I like the part about linking anti-LGBT bullying to federal funding.

Good luck wrapping up the year, LWolf!

 

duffyduff

(3,251 posts)
4. The nutball Bill Gates-inspired Common Core
Wed Jun 5, 2013, 11:10 AM
Jun 2013

was created as a harebrained counterpart to European countries that have "national standards." Well, what may work for those dinky little countries with homogeneous populations would NEVER work in the United States.

"National standards" undercuts everything that has made public education so great in this country, and that has to do with local control of schools.

 

duffyduff

(3,251 posts)
3. More useless posturing
Wed Jun 5, 2013, 11:07 AM
Jun 2013

Obama/Duncan's blackmail initiative Race to the Top is a thousand times worse than NCLB.

This is going to have no effect at all.

 

duffyduff

(3,251 posts)
5. This is no improvement at all
Wed Jun 5, 2013, 11:49 AM
Jun 2013

All it does is give Duncan permission to continue with his ruinous Race to the Top garbage.

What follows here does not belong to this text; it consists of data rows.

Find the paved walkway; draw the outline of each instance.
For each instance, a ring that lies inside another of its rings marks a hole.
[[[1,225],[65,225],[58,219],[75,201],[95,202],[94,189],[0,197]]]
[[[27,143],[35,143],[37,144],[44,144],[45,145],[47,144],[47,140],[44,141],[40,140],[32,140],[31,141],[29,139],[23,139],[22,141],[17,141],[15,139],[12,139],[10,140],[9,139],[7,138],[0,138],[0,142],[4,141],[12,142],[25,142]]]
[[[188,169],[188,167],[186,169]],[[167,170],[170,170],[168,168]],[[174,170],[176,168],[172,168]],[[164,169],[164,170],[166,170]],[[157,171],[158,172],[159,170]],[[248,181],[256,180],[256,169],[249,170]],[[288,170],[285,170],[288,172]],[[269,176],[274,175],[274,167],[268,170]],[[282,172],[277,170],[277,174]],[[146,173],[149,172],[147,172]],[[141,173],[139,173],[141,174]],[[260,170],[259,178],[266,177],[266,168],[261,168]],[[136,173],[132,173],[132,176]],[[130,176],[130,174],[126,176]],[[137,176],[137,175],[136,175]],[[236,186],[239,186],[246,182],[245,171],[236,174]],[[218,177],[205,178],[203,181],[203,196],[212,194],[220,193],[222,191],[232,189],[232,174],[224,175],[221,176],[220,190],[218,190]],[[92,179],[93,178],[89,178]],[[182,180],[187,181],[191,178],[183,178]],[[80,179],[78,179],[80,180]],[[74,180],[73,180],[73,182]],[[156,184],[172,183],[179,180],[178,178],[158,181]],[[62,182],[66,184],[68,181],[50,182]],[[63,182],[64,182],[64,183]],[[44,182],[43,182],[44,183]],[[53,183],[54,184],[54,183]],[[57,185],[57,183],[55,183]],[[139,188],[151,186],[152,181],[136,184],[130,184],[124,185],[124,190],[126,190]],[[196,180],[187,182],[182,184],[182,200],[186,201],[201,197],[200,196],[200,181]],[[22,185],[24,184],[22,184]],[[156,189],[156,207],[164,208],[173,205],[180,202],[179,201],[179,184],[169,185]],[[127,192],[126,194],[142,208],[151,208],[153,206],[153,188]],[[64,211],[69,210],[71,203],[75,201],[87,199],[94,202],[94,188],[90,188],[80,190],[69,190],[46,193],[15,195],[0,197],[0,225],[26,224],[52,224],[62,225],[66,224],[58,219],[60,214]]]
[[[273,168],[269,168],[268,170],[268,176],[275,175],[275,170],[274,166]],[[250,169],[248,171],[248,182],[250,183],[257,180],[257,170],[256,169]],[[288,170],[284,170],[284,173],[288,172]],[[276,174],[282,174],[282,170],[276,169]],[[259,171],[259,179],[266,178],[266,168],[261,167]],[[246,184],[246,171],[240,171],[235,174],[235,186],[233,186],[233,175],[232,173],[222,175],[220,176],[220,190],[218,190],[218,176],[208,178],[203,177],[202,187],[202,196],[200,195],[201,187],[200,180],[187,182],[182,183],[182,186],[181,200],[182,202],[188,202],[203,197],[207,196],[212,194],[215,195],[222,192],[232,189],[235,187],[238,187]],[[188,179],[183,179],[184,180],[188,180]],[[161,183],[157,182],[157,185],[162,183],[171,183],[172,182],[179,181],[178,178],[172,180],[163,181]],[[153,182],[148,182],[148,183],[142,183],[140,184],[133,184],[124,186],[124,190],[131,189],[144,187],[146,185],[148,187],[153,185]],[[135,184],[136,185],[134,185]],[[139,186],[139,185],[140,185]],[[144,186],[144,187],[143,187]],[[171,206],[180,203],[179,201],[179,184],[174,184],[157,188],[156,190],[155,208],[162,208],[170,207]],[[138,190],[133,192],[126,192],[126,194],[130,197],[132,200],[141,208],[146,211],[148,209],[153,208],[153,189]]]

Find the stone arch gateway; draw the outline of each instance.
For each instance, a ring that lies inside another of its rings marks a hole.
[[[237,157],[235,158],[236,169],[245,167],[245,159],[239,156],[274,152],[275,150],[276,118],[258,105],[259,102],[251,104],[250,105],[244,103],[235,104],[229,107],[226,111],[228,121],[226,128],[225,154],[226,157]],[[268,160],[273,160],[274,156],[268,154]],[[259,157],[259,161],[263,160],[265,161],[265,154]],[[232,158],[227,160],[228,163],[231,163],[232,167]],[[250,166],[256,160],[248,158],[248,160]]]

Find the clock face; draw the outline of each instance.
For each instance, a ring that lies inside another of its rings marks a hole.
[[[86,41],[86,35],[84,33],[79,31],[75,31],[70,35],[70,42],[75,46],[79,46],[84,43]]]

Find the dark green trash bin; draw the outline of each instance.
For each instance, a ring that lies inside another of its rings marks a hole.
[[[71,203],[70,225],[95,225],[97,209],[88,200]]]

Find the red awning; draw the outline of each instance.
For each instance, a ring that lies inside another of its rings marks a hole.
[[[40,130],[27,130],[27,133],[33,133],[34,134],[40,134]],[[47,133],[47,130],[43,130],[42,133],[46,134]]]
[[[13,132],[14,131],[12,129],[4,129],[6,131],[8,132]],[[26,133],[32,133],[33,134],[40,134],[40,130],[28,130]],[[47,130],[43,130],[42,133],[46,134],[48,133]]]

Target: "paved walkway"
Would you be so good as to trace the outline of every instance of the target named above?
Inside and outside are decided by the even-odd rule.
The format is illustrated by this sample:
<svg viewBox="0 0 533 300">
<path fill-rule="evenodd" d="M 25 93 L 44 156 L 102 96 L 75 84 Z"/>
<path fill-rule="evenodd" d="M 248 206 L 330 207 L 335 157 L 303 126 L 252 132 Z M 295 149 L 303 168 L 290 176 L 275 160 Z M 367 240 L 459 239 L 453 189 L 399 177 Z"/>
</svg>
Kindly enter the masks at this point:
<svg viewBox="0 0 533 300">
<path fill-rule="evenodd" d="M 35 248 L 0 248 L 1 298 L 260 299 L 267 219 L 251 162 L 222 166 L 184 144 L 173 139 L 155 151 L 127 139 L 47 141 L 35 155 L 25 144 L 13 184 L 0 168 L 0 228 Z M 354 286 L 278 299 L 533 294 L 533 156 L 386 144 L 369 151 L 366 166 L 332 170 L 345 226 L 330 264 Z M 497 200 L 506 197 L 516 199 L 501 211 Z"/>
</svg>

Duncan should have been impeached for subverting Congress in the first place, but since D.C. politicians are totally worthless and on the take, they give him permission to continue with business as usual.

 

duffyduff

(3,251 posts)
6. I am right. This is worse.
Wed Jun 5, 2013, 12:33 PM
Jun 2013
http://perdidostreetschool.blogspot.com/2013/06/obama-administration-doubles-down-on.html


This is giving the Obama administration everything it wants, and it is absolutely terrible on education policy.

It wouldn't matter if this ludicrous law passed because it is already being done by the Obama administration anyway.

Igel

(35,317 posts)
8. It's only worse because it makes the situation bearable for a while longer.
Wed Jun 5, 2013, 10:30 PM
Jun 2013

The unbearable might produce a kind of revolution, and AYP will get us there in a year or two without the waivers.

I like it only because it neuters a bit of executive authority. There's too much of the "we can do it if there's nothing explicitly forbidding us to do it, or if nobody stops us." Nixon was a bit imperial; we justly said the same of *; Obama's following much of the same line.

Some of the mandated reforms are cart-before-the-horse nonsense. Others are the best thinking of today which is doomed to be considered utterly wrong in a few years--like the outmoded best thinking of 5 years ago, which replaced the outmoded best thinking of 10 years ago, which replaced the outmoded best thinking of 15 years ago ...

Duncan needs a bit of humility. The researchers don't have all the answers. In fact, they're probably not even asking the right questions yet because they're furiously answering the questions that they believe lead them to the answers they already know to be correct. And, surprise--the answers they get show that they were right.

New generation of researchers, new generation of beliefs, new generation of correct answers showing that the old ones were, well, limited, misguided, mistaken.

proud2BlibKansan

(96,793 posts)
7. Anybody else sick of writing plans?
Wed Jun 5, 2013, 08:15 PM
Jun 2013

We have Title I plans, SIG plans, IDEA plans, ELL plans, plans for grant applications, plans for community engagement, plans for business partnerships, plans to improve achievement, plans to differentiate instruction, (yesterday I went to a meeting where we talked about a plan to differentiate evaluations!), plans to reduce truancy, plans to increase parent involvement . . . . and it goes on and on and on.

I'm moving to a new room so for the first time in a LONG time I decided to clean out my file cabinet last month. I never throw anything away. I found one thick file after another full of this plan or that plan. It was unreal. We write these plans, kill several forests to print them out and give everyone copies they never read, then we file them away and keep on doing what we've been doing, (sometimes that's in the plan and sometimes it isn't).

I should retire and start a business helping schools write plans. I feel like I have a PhD in plan writing, or at least in plan collecting

We don't need any more stinkin plans.